Home | About | Sematext search-lucene.com search-hadoop.com
NEW: Monitor These Apps!
elasticsearch, apache solr, apache hbase, hadoop, redis, casssandra, amazon cloudwatch, mysql, memcached, apache kafka, apache zookeeper, apache storm, ubuntu, centOS, red hat, debian, puppet labs, java, senseiDB
 Search Hadoop and all its subprojects:

Switch to Threaded View
Hadoop >> mail # user >> Merge Reducers Output


Copy link to this message
-
Merge Reducers Output
Liked asked several times, I need to merge my reducers output files.
Imagine I have many reducers which will generate 200 files.
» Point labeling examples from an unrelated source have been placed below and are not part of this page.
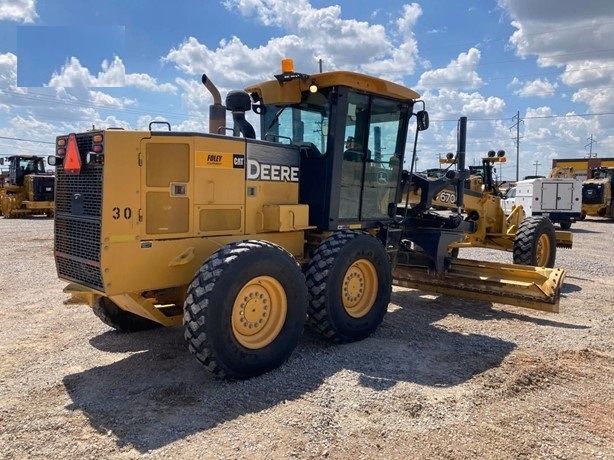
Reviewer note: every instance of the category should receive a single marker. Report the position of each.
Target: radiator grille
(78, 206)
(592, 193)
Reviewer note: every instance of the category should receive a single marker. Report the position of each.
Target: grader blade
(524, 286)
(564, 239)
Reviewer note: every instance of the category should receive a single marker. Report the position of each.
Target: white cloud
(536, 88)
(18, 10)
(148, 83)
(75, 75)
(313, 35)
(575, 37)
(458, 74)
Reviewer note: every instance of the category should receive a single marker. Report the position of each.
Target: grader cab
(245, 233)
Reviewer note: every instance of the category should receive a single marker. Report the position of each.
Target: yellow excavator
(532, 240)
(242, 233)
(27, 189)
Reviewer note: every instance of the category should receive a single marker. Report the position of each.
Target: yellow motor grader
(28, 189)
(245, 234)
(532, 240)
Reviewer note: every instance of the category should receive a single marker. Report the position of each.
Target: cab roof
(280, 91)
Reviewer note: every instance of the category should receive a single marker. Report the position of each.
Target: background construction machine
(28, 189)
(243, 239)
(598, 193)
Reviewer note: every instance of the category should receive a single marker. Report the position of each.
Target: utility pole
(517, 126)
(591, 141)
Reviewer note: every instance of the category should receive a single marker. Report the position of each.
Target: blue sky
(66, 65)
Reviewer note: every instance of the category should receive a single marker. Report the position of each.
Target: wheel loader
(246, 234)
(532, 240)
(28, 189)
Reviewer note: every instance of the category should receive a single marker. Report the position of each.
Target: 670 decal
(447, 197)
(119, 213)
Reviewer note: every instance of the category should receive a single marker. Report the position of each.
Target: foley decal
(220, 160)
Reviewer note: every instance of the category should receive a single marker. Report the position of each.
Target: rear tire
(535, 242)
(245, 309)
(119, 319)
(349, 279)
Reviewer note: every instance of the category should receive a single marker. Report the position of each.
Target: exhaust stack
(217, 112)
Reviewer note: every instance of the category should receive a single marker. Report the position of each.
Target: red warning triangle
(72, 161)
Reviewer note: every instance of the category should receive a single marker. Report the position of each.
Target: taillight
(72, 162)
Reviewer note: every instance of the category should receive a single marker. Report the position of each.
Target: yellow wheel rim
(259, 312)
(359, 288)
(543, 250)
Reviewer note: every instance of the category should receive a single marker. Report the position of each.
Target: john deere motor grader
(242, 239)
(28, 189)
(532, 240)
(598, 193)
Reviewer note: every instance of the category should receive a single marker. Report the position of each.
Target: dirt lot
(441, 378)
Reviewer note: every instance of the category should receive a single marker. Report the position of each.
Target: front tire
(245, 310)
(349, 279)
(535, 242)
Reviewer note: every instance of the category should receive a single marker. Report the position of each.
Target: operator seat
(238, 102)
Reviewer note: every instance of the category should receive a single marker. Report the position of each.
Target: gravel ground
(442, 378)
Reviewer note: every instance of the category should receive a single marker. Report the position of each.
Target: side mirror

Now to
merge them together, I have written another map reduce job where each
mapper read a complete file in full in memory, and output that and
then only one reducer has to merge them together. To do so, I had to
write a custom fileinputreader that reads the complete file into
memory and then another custom fileoutputfileformat to append the each
reducer item bytes together. this how my mapper and reducers looks
like

public static class MapClass extends Mapper<NullWritable,
BytesWritable, IntWritable, BytesWritable>
{
@Override
public void map(NullWritable key, BytesWritable value, Context
context) throws IOException, InterruptedException
{
context.write(key, value);
}
}

public static class Reduce extends Reducer<NullWritable,
BytesWritable, NullWritable, BytesWritable>
{
@Override
public void reduce(NullWritable key, Iterable<BytesWritable> values,
Context context) throws IOException, InterruptedException
{
for (BytesWritable value : values)
{
context.write(NullWritable.get(), value);
}
}
}

 I still have to have one reducers and that is a bottle neck. Please
note that I must do this merging as the users of my MR job are outside
my hadoop environment and the result as one file.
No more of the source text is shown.